In a joint statement, UFU president, Ivor Ferguson, and Holstein NI chairman, Charlie Weir, said: “Many dairy farmers are currently producing milk below cost. Those producers who have invested in the future of the dairy industry are exposed financially. An immediate lift in prices is required, as many producers cannot survive on reduced returns, even in the short term.
“A no-deal Brexit remains a very real possibility and will have stark consequences for the industry. If there is a no-deal, we could see milk uncollected on farms; interrupted trade with the requirement of Export Health Certificates; price shock to farmgate milk prices; and input availability such as feed, and veterinary products.

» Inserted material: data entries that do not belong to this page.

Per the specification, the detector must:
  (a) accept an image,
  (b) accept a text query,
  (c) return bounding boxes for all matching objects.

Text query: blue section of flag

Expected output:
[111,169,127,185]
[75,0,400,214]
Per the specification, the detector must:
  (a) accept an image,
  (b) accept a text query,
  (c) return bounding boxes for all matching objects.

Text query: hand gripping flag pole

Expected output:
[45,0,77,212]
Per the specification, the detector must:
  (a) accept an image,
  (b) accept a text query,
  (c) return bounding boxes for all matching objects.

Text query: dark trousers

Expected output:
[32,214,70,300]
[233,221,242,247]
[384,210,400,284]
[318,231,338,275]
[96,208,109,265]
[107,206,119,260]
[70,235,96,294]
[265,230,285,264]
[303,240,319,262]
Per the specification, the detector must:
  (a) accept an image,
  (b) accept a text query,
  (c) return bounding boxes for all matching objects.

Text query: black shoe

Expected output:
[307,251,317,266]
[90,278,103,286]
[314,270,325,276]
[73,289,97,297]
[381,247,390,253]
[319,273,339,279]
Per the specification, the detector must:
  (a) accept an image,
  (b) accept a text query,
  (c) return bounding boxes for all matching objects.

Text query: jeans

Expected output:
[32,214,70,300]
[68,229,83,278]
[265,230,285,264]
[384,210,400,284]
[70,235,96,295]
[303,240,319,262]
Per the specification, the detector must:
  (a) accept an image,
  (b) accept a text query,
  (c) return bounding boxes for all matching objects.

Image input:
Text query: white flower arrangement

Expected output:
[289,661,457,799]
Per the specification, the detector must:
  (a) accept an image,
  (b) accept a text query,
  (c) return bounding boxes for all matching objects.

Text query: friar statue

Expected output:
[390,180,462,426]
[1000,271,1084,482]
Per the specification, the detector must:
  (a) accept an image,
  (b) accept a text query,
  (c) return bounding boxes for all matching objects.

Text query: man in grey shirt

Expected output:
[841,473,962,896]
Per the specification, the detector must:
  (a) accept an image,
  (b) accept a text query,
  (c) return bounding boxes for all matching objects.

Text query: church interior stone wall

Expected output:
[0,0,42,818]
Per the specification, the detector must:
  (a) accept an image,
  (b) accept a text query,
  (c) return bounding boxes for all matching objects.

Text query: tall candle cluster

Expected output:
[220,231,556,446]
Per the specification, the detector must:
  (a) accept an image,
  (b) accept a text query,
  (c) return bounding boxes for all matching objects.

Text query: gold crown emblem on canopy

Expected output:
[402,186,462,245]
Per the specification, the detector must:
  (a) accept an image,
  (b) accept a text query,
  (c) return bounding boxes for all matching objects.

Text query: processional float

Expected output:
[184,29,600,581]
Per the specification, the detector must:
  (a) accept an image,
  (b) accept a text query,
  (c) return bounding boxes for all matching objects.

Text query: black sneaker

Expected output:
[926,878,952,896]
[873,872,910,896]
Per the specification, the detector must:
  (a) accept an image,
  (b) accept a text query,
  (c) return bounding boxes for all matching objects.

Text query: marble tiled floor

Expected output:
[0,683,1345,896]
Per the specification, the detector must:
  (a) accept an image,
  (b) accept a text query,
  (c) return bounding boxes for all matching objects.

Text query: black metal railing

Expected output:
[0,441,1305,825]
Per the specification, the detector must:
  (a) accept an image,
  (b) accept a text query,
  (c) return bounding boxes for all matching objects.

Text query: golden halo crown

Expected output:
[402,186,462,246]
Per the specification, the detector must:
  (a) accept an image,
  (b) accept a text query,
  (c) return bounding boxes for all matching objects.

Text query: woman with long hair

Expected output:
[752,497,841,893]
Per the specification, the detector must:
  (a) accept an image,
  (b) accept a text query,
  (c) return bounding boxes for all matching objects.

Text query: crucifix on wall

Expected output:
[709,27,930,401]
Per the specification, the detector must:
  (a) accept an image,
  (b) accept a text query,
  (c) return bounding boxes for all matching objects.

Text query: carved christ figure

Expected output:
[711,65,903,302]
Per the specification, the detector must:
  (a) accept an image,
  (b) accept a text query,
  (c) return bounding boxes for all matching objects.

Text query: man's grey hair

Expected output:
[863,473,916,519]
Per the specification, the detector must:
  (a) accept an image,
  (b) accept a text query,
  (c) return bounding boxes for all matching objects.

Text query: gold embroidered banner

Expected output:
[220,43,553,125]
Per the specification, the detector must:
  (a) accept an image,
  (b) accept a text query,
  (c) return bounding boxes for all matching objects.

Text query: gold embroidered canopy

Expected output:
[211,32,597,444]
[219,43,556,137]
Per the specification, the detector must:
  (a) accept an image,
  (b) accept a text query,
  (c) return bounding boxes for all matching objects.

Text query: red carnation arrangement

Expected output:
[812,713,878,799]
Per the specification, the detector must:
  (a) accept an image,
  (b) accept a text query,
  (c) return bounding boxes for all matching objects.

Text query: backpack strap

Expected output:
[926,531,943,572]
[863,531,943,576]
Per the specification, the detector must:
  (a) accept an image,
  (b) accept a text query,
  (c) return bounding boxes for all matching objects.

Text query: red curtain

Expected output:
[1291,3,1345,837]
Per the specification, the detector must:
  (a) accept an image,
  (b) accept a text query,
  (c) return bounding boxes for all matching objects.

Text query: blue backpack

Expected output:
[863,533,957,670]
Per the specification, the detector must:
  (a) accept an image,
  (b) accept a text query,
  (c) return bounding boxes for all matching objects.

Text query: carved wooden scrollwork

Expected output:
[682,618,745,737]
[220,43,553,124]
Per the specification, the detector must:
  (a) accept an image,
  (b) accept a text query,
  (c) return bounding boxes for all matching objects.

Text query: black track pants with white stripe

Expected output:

“Also, the impact of the intended UK no-deal tariff policy will have far-reaching and long-term consequences. Even if used temporarily. Northern Ireland exports over 80% of its dairy produce, any barriers to this trade will have major implications for our industry. Tariff levels and TRQs must be set at an appropriate level, otherwise it will cause irreparable damage to the dairy industry.
“In the event of a no-deal Brexit, the government must ensure it stabilises producer returns and prioritise securing a future EU trade deal.”
The two organisations added that NI’s dairy sector had a gross turnover of £1.08 billion in 2017, Northern Ireland being the second largest milk producing region in the UK.
“Dairying is a crucial part of Northern Ireland’s economy and given 750 million litres of milk is sent to the Republic of Ireland annually, the importance of securing a Brexit deal cannot be overstated,” they said. “The UK government must be prepared to step in and support the dairy industry in the event of a no-deal Brexit.”